In the present study, a method was employed that uses an automated retraction mechanism to scan a particular area of an open joint. In order to investigate its applicability in a more realistic setting, a closed joint study should be performed to evaluate the ease of use of the total needle imaging concept. In the presented setup, the distance between scan area and catheter is fixed. In order to determine the accuracy of the images in a real-life setup, off-centre tests and the creation of accuracy plots vs. distance from the centre should be investigated in a series of additional experiments. As catheter holders were interchanged during the experiments, a lot of effort was made to standardize the experiment with a strong focus on repeatability. However, due to some tolerances in the components, it is still possible that not exactly the same slice was taken when making the images with each different imaging method. To reduce this risk in further experiments, it is advised to use small metal markers as references.

Future Work

Previous studies where OCT catheters have been manually inserted into joints7 showed that manoeuvring the catheter inside the joint can be challenging.

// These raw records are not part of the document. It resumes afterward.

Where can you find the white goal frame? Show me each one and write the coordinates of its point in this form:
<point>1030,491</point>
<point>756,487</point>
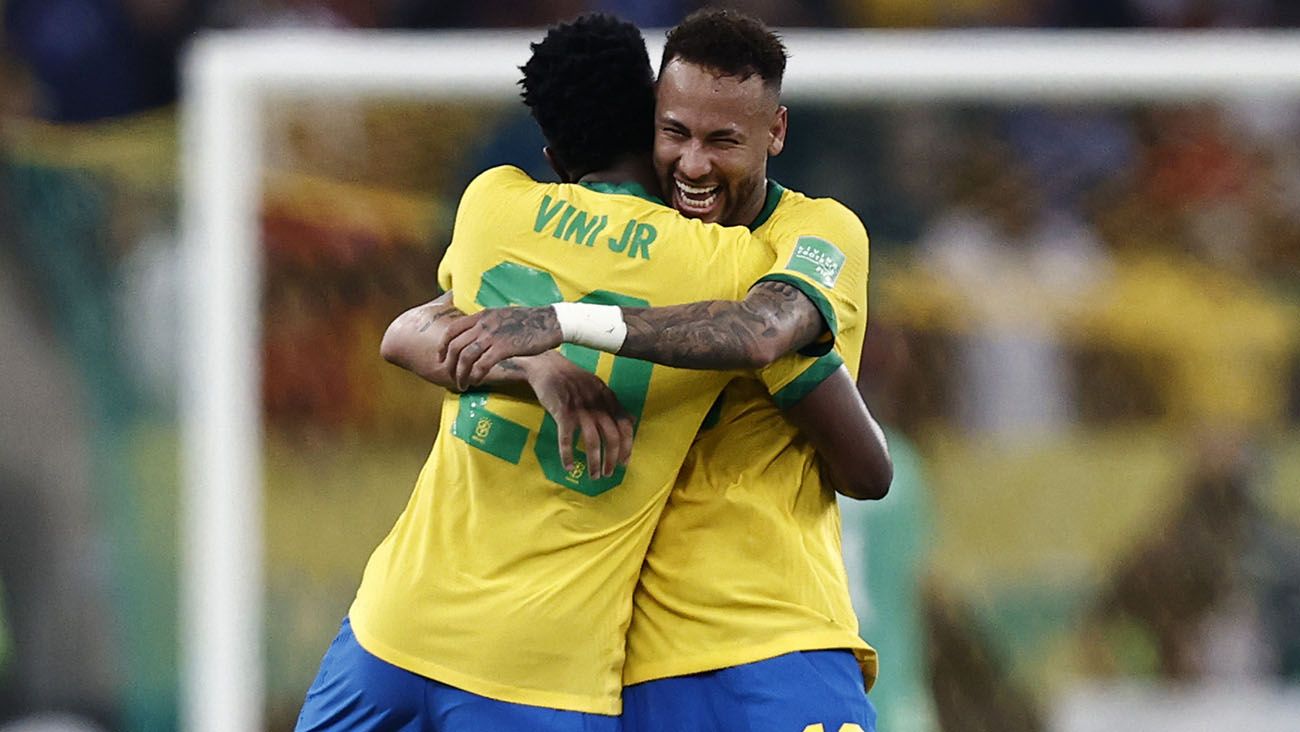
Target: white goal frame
<point>230,76</point>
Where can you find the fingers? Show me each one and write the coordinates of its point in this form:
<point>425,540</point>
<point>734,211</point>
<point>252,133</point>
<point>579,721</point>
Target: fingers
<point>455,326</point>
<point>592,442</point>
<point>611,445</point>
<point>625,434</point>
<point>564,432</point>
<point>464,352</point>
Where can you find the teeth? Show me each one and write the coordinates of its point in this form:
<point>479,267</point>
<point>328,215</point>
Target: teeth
<point>694,190</point>
<point>698,204</point>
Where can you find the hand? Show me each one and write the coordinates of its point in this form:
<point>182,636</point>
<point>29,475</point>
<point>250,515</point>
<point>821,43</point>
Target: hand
<point>579,401</point>
<point>477,342</point>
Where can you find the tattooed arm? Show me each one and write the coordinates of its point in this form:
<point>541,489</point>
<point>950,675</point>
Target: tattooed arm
<point>771,321</point>
<point>577,399</point>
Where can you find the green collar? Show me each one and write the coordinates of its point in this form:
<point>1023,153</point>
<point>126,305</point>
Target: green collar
<point>774,196</point>
<point>627,189</point>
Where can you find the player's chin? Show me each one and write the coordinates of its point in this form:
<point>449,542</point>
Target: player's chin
<point>709,213</point>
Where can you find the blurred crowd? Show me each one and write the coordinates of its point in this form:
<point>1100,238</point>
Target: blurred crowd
<point>1041,276</point>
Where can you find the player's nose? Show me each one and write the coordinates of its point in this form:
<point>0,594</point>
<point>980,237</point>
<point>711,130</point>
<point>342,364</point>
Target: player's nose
<point>694,163</point>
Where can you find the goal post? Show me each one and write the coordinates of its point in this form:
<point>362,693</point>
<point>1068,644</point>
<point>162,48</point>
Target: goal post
<point>228,78</point>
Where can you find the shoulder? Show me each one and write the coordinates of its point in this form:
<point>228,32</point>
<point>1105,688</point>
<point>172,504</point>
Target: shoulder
<point>499,178</point>
<point>797,209</point>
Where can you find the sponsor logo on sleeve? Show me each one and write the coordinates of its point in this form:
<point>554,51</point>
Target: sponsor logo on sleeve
<point>817,258</point>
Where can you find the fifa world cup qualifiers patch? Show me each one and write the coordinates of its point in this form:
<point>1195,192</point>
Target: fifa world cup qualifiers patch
<point>817,258</point>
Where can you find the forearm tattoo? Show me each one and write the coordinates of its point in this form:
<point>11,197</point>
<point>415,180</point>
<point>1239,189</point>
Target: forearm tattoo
<point>774,319</point>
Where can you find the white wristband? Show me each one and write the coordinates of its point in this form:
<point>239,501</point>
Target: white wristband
<point>597,326</point>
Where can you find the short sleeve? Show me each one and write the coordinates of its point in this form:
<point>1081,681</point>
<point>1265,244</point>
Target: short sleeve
<point>793,376</point>
<point>475,208</point>
<point>822,250</point>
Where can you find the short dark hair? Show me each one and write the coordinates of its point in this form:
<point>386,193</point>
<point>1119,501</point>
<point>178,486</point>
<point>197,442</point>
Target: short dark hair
<point>728,42</point>
<point>590,87</point>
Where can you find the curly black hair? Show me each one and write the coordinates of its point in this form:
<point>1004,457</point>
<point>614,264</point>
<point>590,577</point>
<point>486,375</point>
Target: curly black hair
<point>590,87</point>
<point>729,42</point>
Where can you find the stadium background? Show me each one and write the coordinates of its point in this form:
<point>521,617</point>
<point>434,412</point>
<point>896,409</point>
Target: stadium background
<point>1084,336</point>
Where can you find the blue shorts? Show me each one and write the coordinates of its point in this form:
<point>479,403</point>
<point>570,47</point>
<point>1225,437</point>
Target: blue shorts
<point>355,691</point>
<point>813,691</point>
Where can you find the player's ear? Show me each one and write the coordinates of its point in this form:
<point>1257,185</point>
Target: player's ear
<point>557,164</point>
<point>776,133</point>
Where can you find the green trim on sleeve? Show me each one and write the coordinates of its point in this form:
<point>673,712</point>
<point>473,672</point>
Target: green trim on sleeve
<point>627,189</point>
<point>805,382</point>
<point>822,346</point>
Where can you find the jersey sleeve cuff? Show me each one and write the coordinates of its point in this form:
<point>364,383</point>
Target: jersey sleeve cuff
<point>805,382</point>
<point>826,342</point>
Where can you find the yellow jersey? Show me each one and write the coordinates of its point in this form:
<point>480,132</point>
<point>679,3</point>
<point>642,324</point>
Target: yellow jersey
<point>746,563</point>
<point>507,576</point>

To investigate whether OCT catheters have a minimally invasive clinical application in orthopaedics, the next step would be to implement the OCT catheter in the design shown in Fig. 1, followed by a series of cadaver experiments conducted with orthopaedic surgeons to investigate the practical aspects of this combined device. In the last phase of this research, the reliability of this kind of system inside and outside the hospital should be determined.

Conclusion

Mechanically created defects as small as 0.1 mm can be detected with an OCT catheter in in-vitro human talar cartilage and bone, making it the preferred candidate for future integration in needle-like instruments for the precise localisation of the instrument relative to pathologic tissue.